Another concern is “pump and dump” manipulations, in which a stock price is deliberately driven up with the idea certain investors will bail out early and profitably.
While Walker and Shapiro addressed business editors, SEC Chairman Arthur Levitt Jr., in a speech at the National Press Club, criticized “irresponsible” ads that raise “unrealistic expectations.” He promised increased online policing to protect “amateur traders.”
Harvey Houtkin, the self-proclaimed “father of electronic trading,” cautioned against over-regulating Internet trading.
“Why are all these people trading now?” Houtkin asked. “Because they can.”
He claims high-speed day trading (he prefers “active trading”) actually has less risk, not more than conventional trading, “because day traders can get out fast” if a stock falls.
On other topics at the conference …
World Bank Group President James D. Wolfensohn said Russia, Korea and other areas with significant fiscal problems “need bankruptcy laws, honest judges and banking supervision that works.”
Wolfensohn said it is “critical for business to understand issues of social responsibility. It’s good business. It’s peace.”
He added: “There’s bombing today in Kosovo, but how do you keep stability in the surrounding countries? Every time I see a bomb drop, I think they’re going to come to us (the World Bank) for another $50 million.”
U.S. Trade Representative Charlene Barshefsky said that despite contentious issues such as nuclear espionage, she is hopeful China will gain membership in the World Trade Organization.
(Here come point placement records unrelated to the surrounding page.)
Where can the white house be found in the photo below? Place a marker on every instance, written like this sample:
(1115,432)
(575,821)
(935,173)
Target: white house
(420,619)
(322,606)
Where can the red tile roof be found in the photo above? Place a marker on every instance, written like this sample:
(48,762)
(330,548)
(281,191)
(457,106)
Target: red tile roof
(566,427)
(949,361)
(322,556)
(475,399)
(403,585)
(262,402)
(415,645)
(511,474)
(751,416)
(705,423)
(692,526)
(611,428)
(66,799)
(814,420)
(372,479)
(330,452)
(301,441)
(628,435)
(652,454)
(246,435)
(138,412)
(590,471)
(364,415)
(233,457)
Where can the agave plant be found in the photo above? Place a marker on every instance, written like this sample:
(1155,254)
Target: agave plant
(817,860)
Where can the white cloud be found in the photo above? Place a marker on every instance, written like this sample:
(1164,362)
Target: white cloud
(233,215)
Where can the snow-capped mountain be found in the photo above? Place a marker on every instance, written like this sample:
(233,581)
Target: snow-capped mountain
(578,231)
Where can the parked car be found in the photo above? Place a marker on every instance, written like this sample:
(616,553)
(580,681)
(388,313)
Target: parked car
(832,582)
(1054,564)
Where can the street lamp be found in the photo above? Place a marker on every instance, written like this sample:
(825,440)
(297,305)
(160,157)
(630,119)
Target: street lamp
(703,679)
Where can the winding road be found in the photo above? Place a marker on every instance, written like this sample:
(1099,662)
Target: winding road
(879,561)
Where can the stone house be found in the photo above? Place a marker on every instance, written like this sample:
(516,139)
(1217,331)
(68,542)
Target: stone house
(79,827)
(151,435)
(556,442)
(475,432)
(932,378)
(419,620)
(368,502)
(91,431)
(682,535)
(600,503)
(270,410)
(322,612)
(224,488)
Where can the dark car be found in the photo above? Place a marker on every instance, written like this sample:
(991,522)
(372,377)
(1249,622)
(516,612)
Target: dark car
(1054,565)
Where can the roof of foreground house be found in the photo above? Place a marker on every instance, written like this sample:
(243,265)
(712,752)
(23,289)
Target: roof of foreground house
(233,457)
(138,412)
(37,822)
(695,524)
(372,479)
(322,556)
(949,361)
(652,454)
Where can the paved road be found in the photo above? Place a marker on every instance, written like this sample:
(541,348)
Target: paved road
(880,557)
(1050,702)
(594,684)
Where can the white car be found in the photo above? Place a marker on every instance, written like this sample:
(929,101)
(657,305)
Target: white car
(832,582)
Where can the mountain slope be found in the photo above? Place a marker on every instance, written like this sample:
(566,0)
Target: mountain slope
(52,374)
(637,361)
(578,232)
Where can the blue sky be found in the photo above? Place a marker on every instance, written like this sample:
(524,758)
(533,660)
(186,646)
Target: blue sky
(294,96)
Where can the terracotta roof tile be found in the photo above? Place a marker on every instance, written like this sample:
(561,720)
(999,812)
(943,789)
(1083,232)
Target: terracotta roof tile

She noted the active interest of Chinese Premier Zhu Rongji and the timeliness of WTO approval in the centennial anniversary year of the 1899 Hay open-door policy (“essentially a trade policy”).
China has been trying to gain WTO membership for 13 years, and just last month, perhaps to ease its entry, lifted import barriers on beef, citrus and Northwest wheat.
“If WTO membership doesn’t happen this year, it won’t for many years,” Barshefsky said.